Le plus frappant dans cette affaire qui nous occupe, c’est que la plupart des décideurs du IIIe Reich recyclés par les États-Unis n’ont pas eu besoin d’être « retournés » ; ils ont offert leurs services spontanément. Pour être promu par les Américains premier chef des services secrets ouest-allemands, le général Gehlen leur a simplement communiqué la documentation exceptionnelle qu’il avait accumulée sur l’URSS à la tête des services de renseignement du Front de l’Est ; et pour devenir le premier chef d’état-major de la Bundeswehr, puis patron opérationnel de l’Otan, son collègue Heusinger, ex-chef de la planification opérationnelle de la Wehrmacht, les a initiés aux arcanes de la stratégie soviétique, que le Pentagone ignorait complètement... Les États-Unis pouvaient-ils espérer meilleures recrues alors que la Guerre froide commençait ?

De même, il a suffi que von Braun leur dévoile son projet de missile intercontinental destiné à détruire New York pour devenir leur atout numéro un, face aux soviétiques, dans la course à l’espace. Il faut dire que la fusée A 10, successeur du V2, déjà révolutionnaire, était quelque chose de stupéfiant, presque une ébauche de la future navette spatiale car le missile et sa charge devaient être amenés sur sa cible par un premier étage pilotable conçu pour rentrer à sa base après l’avoir "poussé" jusqu’au-dessus de l’impact. Ici, cependant, une nuance : même si von Braun n’ignorait rien des pertes enregistrées parmi les déportés qui travaillaient pour lui, on ne peut le comparer à un Schellenberg, à un Gehlen ou à un Heusinger qui, en même temps que l’invasion de la Russie, avaient planifié l’élimination méthodique de tout ce qui pouvait retarder l’avancée de la Wehrmacht.
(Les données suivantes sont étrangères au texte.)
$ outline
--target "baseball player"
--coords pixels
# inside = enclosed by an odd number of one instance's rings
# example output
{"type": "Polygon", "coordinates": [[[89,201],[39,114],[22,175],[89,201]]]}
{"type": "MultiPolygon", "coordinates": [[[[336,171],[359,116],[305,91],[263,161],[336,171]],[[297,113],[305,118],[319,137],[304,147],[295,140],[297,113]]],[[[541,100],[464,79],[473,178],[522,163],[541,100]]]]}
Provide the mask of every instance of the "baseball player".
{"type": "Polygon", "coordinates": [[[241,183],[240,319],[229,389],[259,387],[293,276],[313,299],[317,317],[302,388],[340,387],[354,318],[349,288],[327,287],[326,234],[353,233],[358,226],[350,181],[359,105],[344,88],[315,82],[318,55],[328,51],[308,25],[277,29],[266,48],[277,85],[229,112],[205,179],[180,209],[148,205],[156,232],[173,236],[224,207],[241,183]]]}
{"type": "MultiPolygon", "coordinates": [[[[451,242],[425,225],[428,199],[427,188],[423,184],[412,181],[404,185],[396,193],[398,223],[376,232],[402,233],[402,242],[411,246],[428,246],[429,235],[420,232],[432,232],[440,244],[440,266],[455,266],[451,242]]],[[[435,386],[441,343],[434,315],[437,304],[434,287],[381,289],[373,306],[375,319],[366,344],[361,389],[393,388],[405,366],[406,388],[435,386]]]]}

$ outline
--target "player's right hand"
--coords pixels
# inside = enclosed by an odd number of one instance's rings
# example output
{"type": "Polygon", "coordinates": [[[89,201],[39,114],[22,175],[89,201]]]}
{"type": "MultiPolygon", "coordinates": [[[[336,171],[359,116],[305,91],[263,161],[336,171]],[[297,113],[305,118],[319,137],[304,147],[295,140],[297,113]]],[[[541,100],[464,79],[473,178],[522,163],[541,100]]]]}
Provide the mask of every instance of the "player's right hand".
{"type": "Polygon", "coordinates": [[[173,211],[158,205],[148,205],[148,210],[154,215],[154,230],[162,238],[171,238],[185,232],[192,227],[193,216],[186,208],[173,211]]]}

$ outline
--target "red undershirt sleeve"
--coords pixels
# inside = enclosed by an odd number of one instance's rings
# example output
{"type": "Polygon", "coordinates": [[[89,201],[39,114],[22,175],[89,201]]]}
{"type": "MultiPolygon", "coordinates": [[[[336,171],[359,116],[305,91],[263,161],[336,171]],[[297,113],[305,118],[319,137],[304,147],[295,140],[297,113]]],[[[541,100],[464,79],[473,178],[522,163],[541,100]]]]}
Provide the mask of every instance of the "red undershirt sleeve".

Mais pour répondre à la deuxième partie de votre question, je me dois d’ajouter deux personnages qui font parfaitement la liaison entre la politique américaine d’après-guerre et la situation de l’Europe actuelle, incapable de s’émanciper de l’hégémonie du dollar : les chanceliers Erhard (1963-1966) et Kiesinger (1966-69).
Le premier (Erhart) a été instrumentalisé par Washington pour pousser vers la sortie Adenauer, coupable de s’être allié avec de Gaulle pour refuser l’entrée de la Grande Bretagne dans le Marché commun et soupçonné de vouloir substituer un "parapluie nucléaire" français au "parapluie" américain ; le deuxième a été utilisé pour s’opposer à la politique étrangère de ce même de Gaulle qui, tandis qu’il s’affranchissait de l’Otan, poussait ses partenaires à renouer avec l’étalon-or pour ne plus dépendre de la monnaie américaine. Or Erhard avait été, pendant la guerre, l’adjoint du SS Ohlendorf, déjà cité, lequel, après avoir officié en URSS à la tête d’un Einzatzgruppe, était devenu entre 1942 et 1945, l’un des principaux directeurs du ministère de l’économie du Reich.
Kiesinger, quant à lui, avait été le patron de la radiodiffusion allemande dans les pays occupés ; on le surnommait "le Goebbels de l’étranger". Avec de tels pedigrees, difficile de résister aux desiderata de leurs protecteurs ! Devenus chanceliers, Erhard puis Kiesinger se sont conduits, de fait, en bras séculiers de Washington pour faire échec aux tentatives de la France gaullienne de créer une Europe vraiment... "européenne".

 

Propos d’Éric BRANCA
Recueillis par Bruno RACOUCHOT
Communication & Influence
www.comes-communication.com
Janvier 2022

 

Pourquoi Comes ?
En latin, comes signifie compagnon de voyage, associé, pédagogue, personne de l’escorte. Société créée en 1999, installée à Paris, Toronto et São Paulo, Comes publie chaque mois Communication & Influence.
Plate-forme de réflexion, ce vecteur électronique s’efforce d’ouvrir des perspectives innovantes, à la confluence des problématiques de communication classique et de la mise en œuvre des stratégies d’influence. Un tel outil s’adresse prioritairement aux managers en charge de la stratégie générale de l’entreprise, ainsi qu’aux communicants soucieux d’ouvrir de nouvelles pistes d’action.
Être crédible exige de dire clairement où l’on va, de le faire savoir et de donner des repères.
Les intérêts qui conditionnent les rivalités économiques d’aujourd’hui ne reposent pas seulement sur des paramètres d’ordre commercial ou financier. Ils doivent également intégrer des variables culturelles, sociétales, bref des idées et des représentations du monde. C’est à ce carrefour entre élaboration des stratégies d’influence et prise en compte des enjeux de la compétition économique que se déploie la démarche stratégique proposée par Comes.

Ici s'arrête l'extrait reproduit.